Cette «exoplanète exo-galactique», baptisée HIP 13044, est installée dans l’orbite d’une étoile lointaine en fin de vie se trouvant à 2200 années lumière (une année-lumière équivaut à 9460 milliards de km) de la Terre, dans la constellation australe du Fourneau. Cette planète a une masse une fois et demi plus grande que celle de Jupiter, une planète gazeuse qui est la plus grosse de notre système solaire.

L’étoile autour de laquelle cette exoplanète a été détectée est appelée HIP 13044. Elle faisait partie à l’origine d’un groupe stellaire qui appartenait à une galaxie naine dévorée par la Voie Lactée lors d’un acte de cannibalisme galactique il y a six à neuf milliards d’années. La planète est proche de son étoile et de ce fait très chaude mais les astronomes ont dit, lors d’une téléconférence de presse, ne pas avoir déterminé les températures à sa surface.

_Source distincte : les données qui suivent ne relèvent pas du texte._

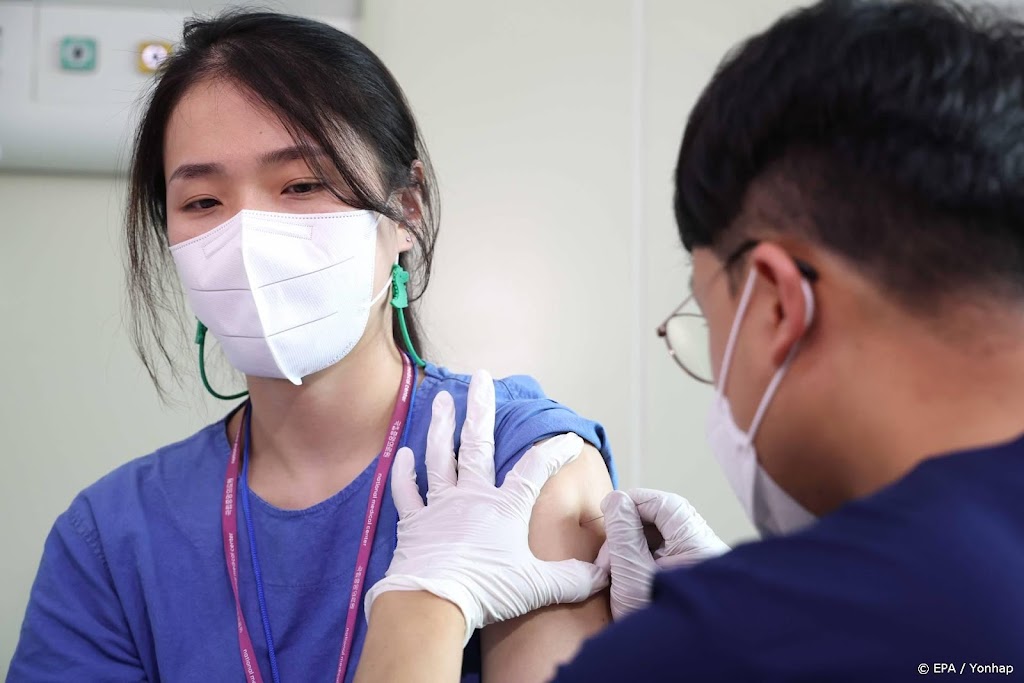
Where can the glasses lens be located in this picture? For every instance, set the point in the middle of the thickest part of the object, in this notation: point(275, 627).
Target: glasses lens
point(687, 336)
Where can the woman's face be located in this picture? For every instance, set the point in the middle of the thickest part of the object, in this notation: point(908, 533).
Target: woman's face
point(223, 154)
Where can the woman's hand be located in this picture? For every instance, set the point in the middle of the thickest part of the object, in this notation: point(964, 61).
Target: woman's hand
point(469, 544)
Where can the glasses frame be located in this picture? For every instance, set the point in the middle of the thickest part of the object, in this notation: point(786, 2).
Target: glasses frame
point(806, 270)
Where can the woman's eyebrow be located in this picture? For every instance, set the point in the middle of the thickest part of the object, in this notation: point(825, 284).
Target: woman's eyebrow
point(291, 154)
point(192, 171)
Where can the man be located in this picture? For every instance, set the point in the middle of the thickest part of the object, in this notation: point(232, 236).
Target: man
point(851, 187)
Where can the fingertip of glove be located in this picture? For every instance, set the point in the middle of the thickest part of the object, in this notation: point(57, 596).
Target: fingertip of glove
point(482, 376)
point(615, 500)
point(442, 399)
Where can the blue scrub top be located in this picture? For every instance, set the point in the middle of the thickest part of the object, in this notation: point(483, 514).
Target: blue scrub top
point(924, 575)
point(132, 585)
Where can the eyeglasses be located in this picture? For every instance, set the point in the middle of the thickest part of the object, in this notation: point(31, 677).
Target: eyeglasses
point(685, 330)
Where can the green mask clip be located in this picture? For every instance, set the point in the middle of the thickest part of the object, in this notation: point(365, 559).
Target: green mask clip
point(201, 340)
point(399, 301)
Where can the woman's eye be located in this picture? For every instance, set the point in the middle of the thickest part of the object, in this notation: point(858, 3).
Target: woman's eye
point(303, 187)
point(200, 205)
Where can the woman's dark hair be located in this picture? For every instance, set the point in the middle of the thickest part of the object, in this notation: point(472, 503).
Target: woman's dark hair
point(335, 97)
point(890, 132)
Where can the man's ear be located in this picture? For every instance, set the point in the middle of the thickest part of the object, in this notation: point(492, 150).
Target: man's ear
point(785, 286)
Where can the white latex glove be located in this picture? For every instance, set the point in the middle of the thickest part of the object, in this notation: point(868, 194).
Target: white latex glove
point(469, 544)
point(688, 540)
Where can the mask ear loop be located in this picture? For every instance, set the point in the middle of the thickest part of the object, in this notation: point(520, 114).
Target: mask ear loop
point(399, 301)
point(773, 385)
point(201, 331)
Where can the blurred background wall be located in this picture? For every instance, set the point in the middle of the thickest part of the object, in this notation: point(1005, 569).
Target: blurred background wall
point(553, 127)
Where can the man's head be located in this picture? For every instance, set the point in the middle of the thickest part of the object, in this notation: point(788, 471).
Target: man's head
point(880, 145)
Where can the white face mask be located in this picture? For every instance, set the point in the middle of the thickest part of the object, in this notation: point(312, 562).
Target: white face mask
point(286, 295)
point(772, 510)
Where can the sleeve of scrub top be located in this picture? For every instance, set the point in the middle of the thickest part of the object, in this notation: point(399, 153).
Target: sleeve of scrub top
point(528, 416)
point(75, 629)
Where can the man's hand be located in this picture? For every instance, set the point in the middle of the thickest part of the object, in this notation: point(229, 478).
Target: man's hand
point(687, 540)
point(469, 544)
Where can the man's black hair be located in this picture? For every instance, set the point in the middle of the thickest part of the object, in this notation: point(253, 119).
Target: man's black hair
point(892, 133)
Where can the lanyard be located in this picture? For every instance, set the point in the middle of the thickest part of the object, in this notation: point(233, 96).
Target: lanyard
point(229, 528)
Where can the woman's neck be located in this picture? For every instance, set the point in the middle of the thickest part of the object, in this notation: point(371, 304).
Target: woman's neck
point(311, 440)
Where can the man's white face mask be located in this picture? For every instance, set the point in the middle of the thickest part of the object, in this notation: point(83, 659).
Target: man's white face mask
point(772, 510)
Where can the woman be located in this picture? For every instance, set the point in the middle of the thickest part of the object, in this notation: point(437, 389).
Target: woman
point(280, 168)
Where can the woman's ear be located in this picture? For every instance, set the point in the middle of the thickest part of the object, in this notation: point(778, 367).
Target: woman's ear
point(787, 294)
point(412, 197)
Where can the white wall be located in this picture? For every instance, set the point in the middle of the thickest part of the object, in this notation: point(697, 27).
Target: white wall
point(554, 128)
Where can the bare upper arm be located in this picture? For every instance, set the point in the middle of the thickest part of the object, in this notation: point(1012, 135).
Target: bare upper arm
point(530, 647)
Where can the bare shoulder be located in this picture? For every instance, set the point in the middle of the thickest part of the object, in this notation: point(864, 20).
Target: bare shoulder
point(571, 498)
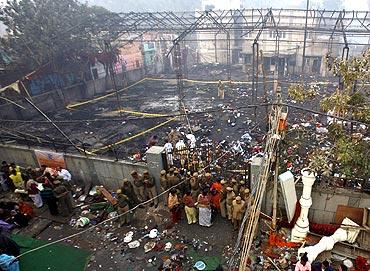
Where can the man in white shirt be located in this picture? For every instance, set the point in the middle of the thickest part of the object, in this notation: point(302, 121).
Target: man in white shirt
point(192, 141)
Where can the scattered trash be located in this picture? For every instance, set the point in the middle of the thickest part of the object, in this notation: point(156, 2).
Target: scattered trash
point(128, 237)
point(149, 246)
point(168, 246)
point(199, 265)
point(153, 233)
point(134, 244)
point(82, 222)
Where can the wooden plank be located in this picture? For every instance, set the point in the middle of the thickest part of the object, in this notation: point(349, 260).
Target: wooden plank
point(353, 213)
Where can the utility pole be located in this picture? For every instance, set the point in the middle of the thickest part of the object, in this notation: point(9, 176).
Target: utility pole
point(305, 38)
point(179, 75)
point(109, 52)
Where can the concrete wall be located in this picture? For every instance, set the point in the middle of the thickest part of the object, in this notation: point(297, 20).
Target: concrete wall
point(83, 169)
point(324, 202)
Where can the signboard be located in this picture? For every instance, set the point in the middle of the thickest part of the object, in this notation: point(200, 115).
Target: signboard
point(50, 159)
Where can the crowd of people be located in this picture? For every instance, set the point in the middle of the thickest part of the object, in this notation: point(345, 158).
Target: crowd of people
point(198, 182)
point(43, 185)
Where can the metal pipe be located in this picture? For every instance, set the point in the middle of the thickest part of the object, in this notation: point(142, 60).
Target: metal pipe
point(305, 38)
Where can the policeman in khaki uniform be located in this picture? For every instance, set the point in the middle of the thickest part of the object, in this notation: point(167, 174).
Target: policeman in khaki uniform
point(164, 185)
point(138, 185)
point(230, 196)
point(123, 208)
point(238, 212)
point(151, 190)
point(223, 199)
point(194, 186)
point(172, 178)
point(235, 186)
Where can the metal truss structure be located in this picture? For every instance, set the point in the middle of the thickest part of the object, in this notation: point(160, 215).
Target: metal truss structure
point(247, 20)
point(242, 24)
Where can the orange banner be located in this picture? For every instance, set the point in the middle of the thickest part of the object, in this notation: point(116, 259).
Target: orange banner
point(50, 159)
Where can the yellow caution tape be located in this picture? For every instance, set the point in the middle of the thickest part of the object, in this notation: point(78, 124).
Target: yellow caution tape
point(132, 137)
point(141, 113)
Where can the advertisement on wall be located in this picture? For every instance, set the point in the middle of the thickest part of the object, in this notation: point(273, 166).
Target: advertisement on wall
point(50, 159)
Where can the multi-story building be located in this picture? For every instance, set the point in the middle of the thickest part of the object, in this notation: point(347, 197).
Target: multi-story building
point(284, 53)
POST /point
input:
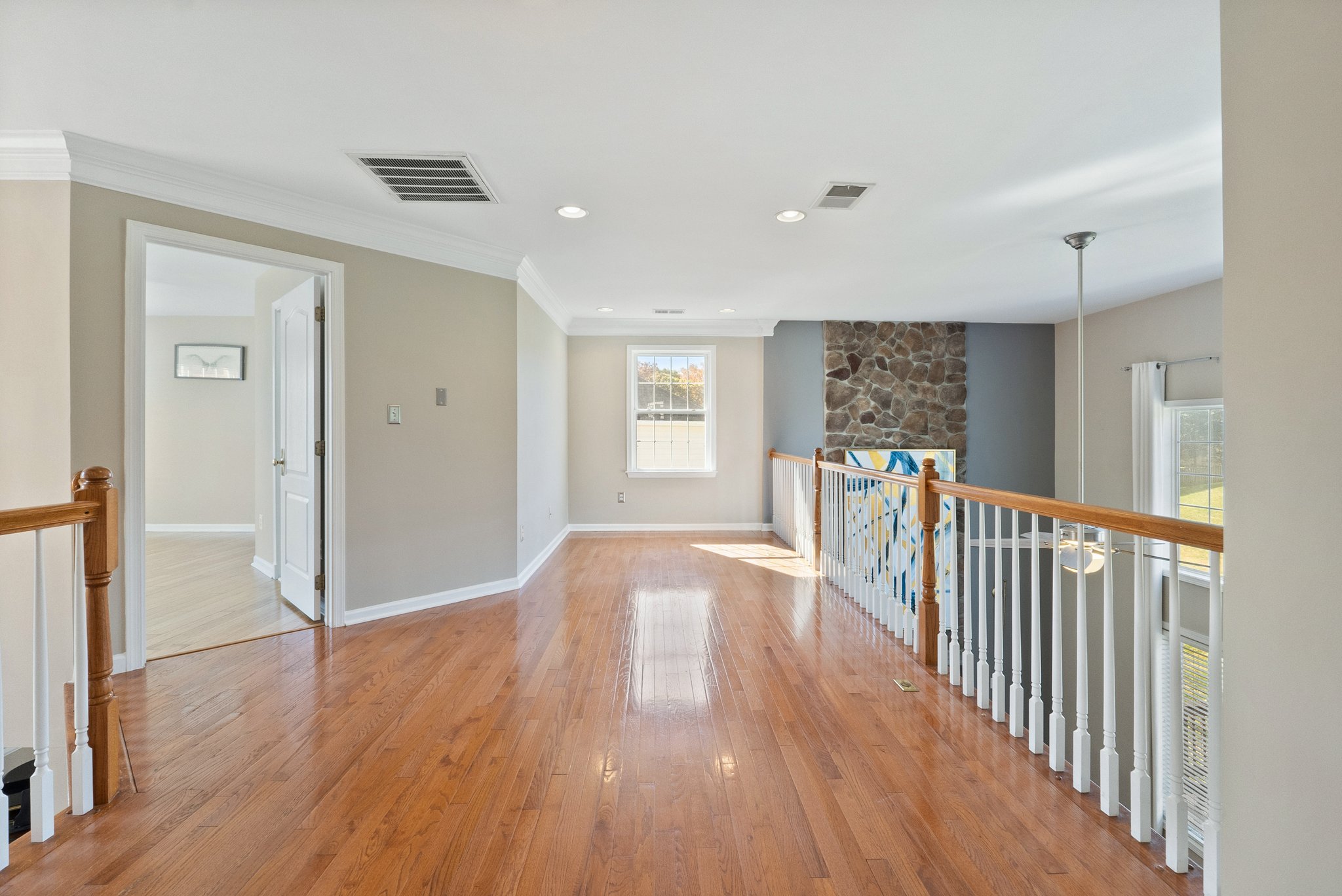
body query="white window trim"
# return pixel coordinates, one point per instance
(710, 411)
(1191, 576)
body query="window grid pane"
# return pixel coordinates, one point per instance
(670, 426)
(1198, 481)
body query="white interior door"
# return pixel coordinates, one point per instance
(297, 430)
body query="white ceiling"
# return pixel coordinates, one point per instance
(187, 284)
(991, 130)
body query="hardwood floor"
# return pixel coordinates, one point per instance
(662, 714)
(202, 591)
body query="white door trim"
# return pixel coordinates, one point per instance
(132, 479)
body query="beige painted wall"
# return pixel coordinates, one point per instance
(1280, 81)
(598, 439)
(199, 434)
(270, 286)
(543, 424)
(35, 444)
(1175, 325)
(431, 505)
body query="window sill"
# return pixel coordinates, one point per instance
(1192, 577)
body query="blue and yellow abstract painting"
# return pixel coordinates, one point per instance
(897, 509)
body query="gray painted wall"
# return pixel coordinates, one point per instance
(794, 394)
(1011, 405)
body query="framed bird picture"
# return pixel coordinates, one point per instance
(208, 361)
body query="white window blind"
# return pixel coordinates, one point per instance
(1195, 727)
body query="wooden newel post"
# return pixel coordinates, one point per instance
(928, 612)
(816, 485)
(101, 558)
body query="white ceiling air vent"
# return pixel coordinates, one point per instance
(427, 179)
(841, 195)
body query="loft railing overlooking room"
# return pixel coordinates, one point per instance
(94, 754)
(894, 544)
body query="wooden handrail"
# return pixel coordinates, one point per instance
(101, 560)
(26, 519)
(1162, 529)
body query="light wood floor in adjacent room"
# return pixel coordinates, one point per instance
(653, 714)
(202, 591)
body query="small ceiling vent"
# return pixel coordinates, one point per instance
(427, 179)
(841, 195)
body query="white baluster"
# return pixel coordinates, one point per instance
(999, 623)
(1037, 646)
(1176, 805)
(1140, 781)
(984, 674)
(882, 569)
(42, 785)
(1081, 736)
(1016, 726)
(1056, 720)
(967, 660)
(1212, 828)
(81, 758)
(911, 581)
(1109, 749)
(914, 589)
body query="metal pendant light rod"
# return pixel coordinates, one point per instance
(1079, 242)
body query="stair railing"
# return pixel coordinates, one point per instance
(96, 755)
(894, 545)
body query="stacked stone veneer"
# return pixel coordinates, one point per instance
(896, 385)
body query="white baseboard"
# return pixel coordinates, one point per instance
(429, 601)
(672, 527)
(525, 576)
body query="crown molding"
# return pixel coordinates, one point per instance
(607, 326)
(529, 278)
(52, 155)
(34, 156)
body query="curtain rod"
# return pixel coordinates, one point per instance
(1165, 364)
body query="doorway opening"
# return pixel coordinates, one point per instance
(231, 526)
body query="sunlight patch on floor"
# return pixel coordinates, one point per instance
(778, 560)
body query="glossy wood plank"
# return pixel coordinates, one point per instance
(653, 714)
(202, 592)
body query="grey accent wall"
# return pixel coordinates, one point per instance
(794, 394)
(1011, 405)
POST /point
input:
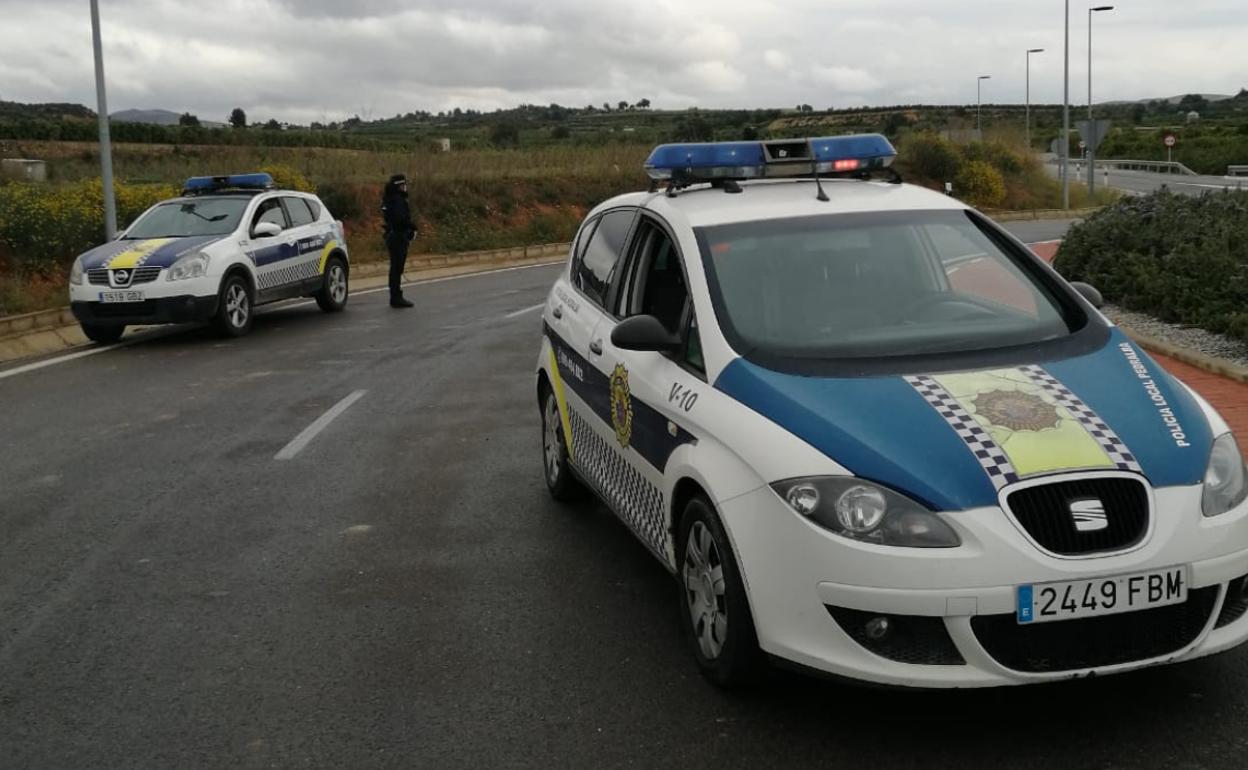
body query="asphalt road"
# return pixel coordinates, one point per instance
(403, 593)
(1143, 182)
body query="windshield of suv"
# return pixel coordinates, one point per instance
(197, 217)
(876, 285)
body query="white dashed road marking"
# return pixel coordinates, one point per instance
(322, 422)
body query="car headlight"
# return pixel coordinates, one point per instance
(1224, 478)
(866, 512)
(191, 266)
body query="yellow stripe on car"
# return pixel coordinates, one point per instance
(562, 399)
(136, 253)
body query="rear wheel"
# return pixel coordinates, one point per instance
(332, 296)
(234, 307)
(714, 609)
(102, 333)
(560, 482)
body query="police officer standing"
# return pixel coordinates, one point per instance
(399, 232)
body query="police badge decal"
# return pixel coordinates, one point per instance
(622, 406)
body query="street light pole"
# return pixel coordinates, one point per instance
(1066, 115)
(1091, 124)
(979, 100)
(110, 205)
(1030, 51)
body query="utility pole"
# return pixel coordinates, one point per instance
(110, 205)
(1030, 51)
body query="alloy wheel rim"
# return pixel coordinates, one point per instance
(705, 590)
(236, 306)
(337, 283)
(550, 441)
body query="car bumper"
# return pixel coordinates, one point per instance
(813, 592)
(161, 310)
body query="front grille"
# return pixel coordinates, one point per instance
(1045, 512)
(910, 638)
(1088, 643)
(99, 276)
(1236, 603)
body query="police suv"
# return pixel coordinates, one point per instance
(227, 245)
(874, 436)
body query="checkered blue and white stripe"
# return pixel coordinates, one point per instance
(292, 273)
(1103, 434)
(632, 496)
(990, 454)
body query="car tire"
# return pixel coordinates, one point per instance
(555, 463)
(335, 286)
(714, 608)
(235, 310)
(102, 333)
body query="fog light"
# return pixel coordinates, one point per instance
(877, 628)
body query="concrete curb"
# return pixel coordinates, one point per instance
(1209, 363)
(1042, 214)
(56, 330)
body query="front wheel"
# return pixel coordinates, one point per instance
(332, 296)
(234, 307)
(714, 609)
(102, 335)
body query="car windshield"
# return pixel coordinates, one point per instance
(197, 217)
(876, 285)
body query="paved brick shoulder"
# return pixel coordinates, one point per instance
(1227, 396)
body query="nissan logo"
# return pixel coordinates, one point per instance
(1088, 514)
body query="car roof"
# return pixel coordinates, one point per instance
(784, 199)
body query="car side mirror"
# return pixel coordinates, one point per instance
(265, 230)
(644, 333)
(1088, 292)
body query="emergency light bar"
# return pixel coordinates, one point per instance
(237, 181)
(692, 162)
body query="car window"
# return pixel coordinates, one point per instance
(597, 266)
(659, 285)
(875, 285)
(209, 216)
(300, 212)
(270, 211)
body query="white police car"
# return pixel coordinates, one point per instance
(227, 245)
(874, 436)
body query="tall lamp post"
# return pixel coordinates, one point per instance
(1091, 144)
(979, 99)
(1030, 51)
(110, 205)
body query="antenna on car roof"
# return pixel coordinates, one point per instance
(814, 169)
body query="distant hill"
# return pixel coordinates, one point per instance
(13, 110)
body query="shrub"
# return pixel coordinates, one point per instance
(980, 185)
(1183, 260)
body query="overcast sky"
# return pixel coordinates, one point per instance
(305, 60)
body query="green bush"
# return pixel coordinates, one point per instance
(1183, 260)
(980, 185)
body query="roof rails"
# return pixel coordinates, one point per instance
(725, 164)
(236, 182)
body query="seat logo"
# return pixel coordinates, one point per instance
(1088, 514)
(622, 406)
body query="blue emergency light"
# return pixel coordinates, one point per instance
(236, 181)
(692, 162)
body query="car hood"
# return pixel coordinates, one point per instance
(952, 441)
(152, 252)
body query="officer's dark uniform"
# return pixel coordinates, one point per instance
(399, 231)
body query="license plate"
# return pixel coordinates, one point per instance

Au point le plus proche de son orbite elliptique, elle passe à un dixième de la distance séparant la Terre du Soleil, précisent les auteurs de cette communication parue dans la revue américaine Science. Elle boucle son orbite en seulement 16,2 jours. Télescope au Chili

«Cette découverte est exaltante, car pour la première fois des astronomes ont détecté un système planétaire dans un courant d’origine extragalactique», a souligné Rainer Klement, astrophysicien de l’Institut Max-Planck pour l’astronomie (Allemagne) et coauteur de cette découverte. «Les grandes distances nous séparant des autres galaxies font que nous n’avions pas jusqu’alors d’observations confirmées d’exoplanète extra-galactique mais la fusion cosmique entre la Voie Lactée et cette autre galaxie naine a mis une telle planète à portée de nos instruments», a-t-il expliqué.

Pour débusquer cette exoplanète, les astronomes ont observé de petites oscillations sur l’étoile provoquées par la force gravitationnelle exercée par la planète. Pour des observations d’une telle précision, les chercheurs ont utilisé un spectrographe à haute définition attaché à un des télescopes de l’Observatoire européen austral (ES0) qui se trouve au Chili à environ 2400 mètres d’altitude. Une survivante

La découverte de cette exoplanète soulève des questions intéressantes quant à la formation des planètes géantes, a observé Johnhy Setiawan, également de l’Institut Max-Planck, principal auteur de ces travaux. Cette étoile contient apparemment très peu d’éléments lourds comme des métaux mais seulement de l’hydrogène et de l’hélium, a-t-il dit.

«C’est un mystère car cela contredit le modèle largement accepté de formation planétaire. On s’interroge pour savoir comment cette étoile a pu former une planète», a dit cet astronome, estimant qu’il y a probablement eu un processus différent de formation de cette exoplanète. Celle-ci est l’une des rares connues à avoir survécu à la période durant laquelle son étoile s’est fortement agrandie après avoir épuisé son carburant, l’hydrogène dans son cœur. Durant cette phase, l’étoile devient «une géante rouge», un sort que notre soleil devrait connaître dans environ cinq milliards d’années. L’observation montre que l’étoile HIP 13044 s’est de nouveau contractée en brûlant de l’hélium.